Data brokers create seven serious risks: identity theft, robocall targeting, doxxing and harassment, employment discrimination, insurance premium increases, targeted scams, and price discrimination. Understanding why data brokers are dangerous is essential for protecting yourself.
1. Identity Theft and Fraud
With your name, date of birth, address, and phone number — all readily available from data brokers — criminals can open credit accounts, file fraudulent tax returns, take out loans, and commit medical identity theft.
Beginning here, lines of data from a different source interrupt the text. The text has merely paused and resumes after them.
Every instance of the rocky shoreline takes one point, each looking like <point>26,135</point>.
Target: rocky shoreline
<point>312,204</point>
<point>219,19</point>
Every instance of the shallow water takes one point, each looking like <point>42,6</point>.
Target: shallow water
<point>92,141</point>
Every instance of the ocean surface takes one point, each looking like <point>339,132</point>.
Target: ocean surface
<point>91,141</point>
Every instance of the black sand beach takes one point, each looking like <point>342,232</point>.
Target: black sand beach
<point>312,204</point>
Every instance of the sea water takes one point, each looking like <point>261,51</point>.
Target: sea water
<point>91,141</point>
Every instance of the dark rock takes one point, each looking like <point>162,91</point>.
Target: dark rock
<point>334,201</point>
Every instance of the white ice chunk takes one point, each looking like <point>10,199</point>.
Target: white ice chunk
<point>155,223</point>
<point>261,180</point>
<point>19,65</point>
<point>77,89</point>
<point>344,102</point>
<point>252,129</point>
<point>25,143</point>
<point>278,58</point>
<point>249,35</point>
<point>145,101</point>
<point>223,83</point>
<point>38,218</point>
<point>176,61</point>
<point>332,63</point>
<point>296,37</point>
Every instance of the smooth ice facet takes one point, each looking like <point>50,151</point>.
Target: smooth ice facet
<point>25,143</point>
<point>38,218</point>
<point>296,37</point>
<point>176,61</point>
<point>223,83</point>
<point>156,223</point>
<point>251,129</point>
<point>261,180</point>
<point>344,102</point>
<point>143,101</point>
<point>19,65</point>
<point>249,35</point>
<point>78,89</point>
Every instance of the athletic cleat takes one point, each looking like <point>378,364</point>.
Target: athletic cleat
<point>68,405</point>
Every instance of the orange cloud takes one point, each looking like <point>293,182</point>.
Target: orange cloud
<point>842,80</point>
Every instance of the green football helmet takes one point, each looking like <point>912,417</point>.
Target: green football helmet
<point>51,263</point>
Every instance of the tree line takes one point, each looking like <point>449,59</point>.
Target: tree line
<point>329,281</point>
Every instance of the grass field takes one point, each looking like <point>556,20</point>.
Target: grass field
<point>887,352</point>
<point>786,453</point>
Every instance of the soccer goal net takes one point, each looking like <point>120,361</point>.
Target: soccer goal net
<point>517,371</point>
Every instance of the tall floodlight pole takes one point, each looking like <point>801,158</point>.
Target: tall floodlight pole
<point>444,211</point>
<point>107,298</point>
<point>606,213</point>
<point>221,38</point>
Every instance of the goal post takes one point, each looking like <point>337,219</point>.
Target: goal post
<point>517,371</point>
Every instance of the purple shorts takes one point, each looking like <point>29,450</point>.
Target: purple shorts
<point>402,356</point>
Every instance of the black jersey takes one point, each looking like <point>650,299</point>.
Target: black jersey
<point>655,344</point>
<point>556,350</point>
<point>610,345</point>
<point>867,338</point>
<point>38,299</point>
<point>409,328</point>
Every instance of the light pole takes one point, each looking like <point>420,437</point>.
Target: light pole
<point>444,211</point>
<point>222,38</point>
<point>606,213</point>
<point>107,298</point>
According to the Federal Trade Commission, the FTC received over 1.1 million identity theft reports in 2024 — and total fraud losses surpassed $12.5 billion that year, a 25% year-over-year jump. The connection between data brokers and identity theft is direct — exposed personal data is the raw material for fraud.
2. Robocalls and Spam
According to the YouMail Robocall Index, Americans received 52.5 billion robocalls in 2025. The U.S. PIRG Education Fund reported monthly scam and telemarketing calls reached 2.56 billion per month — the highest in six years. Data brokers fuel this by selling phone numbers, demographic profiles, and behavioral data to telemarketers and scammers, enabling highly targeted and convincing call campaigns.
3. Doxxing and Harassment
Data brokers make home addresses, family details, and phone numbers publicly searchable through people search sites — enabling stalking, swatting attacks, and targeted harassment. Journalists, activists, domestic violence survivors, and public figures face disproportionate risk. A 2021 Pew Research study — the most recent comprehensive survey on the topic — found that 41% of American adults have experienced some form of online harassment, and the availability of personal data through people search sites escalates online conflicts into physical-world threats.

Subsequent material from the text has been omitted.